Report claims even worse consequences for victims of family violence

While today is being celebrated as International Women’s Day, new research is painting a sobering picture of the impact of family violence on wāhine.

More than half of New Zealand women have experienced violence or abuse by an intimate partner, which then increases the risk of developing a mental health disorder or other chronic physical illness.

University of Auckland indigenous studies professor and Te Wānanga o Waipapa co-head Tracey McIntosh (Ngāi Tūhoe) was a co-author of the 2019 New Zealand Family Violence Study, which found domestic violence increases the risk of developing a mental health disorder by almost three times and a chronic physical illness almost twice.

“The more a woman experiences these things, the more likely she’s going to have an adverse health effect. Some of them can be related to post-traumatic stress syndrome. Some of that is just around toxic environments, high-level stress – all of those we know have an impact on health. So here we’re able to demonstrate that very significant link,” McIntosh says.

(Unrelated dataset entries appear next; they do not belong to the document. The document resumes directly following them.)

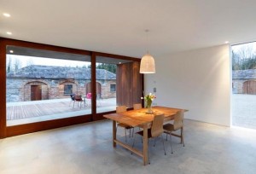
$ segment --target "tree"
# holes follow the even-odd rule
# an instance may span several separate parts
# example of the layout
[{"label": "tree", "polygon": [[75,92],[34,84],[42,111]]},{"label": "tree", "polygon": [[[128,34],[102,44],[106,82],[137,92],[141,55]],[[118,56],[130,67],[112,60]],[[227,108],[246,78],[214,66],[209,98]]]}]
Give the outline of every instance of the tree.
[{"label": "tree", "polygon": [[116,65],[108,63],[99,63],[96,65],[97,69],[105,69],[113,73],[116,73]]},{"label": "tree", "polygon": [[232,50],[232,70],[255,69],[256,53],[253,44],[246,44],[238,46],[234,46]]},{"label": "tree", "polygon": [[15,59],[15,63],[14,63],[14,70],[15,72],[17,72],[18,69],[21,67],[21,61],[20,59]]},{"label": "tree", "polygon": [[9,56],[7,56],[7,66],[6,66],[6,72],[9,73],[12,71],[12,59]]}]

Some 1400 women and 1300 men were interviewed as part of the research. McIntosh says interviewees experiencing interment-partner violence have been “static”.

Though there are some stats in decline, some are increasing, such as economic violence.

“It is far too high, so we must always treat this with real urgency.”

McIntosh is calling on for family violence to be recognised as a health issue to make sure the support services are adequate.

“That means we look at the ways to change the system to recognise that, yes, it’s a social and community issue, it’s a whānau Māori issue but it is also without a doubt a health issue. So we need to make sure we have a far more cohesive and coherent approach.

“If we only work with wāhine Māori we’re not going to change this impact. We might change the lives of individuals but we won’t change the collective, so we must work with wāhine, tāne and our tamariki.”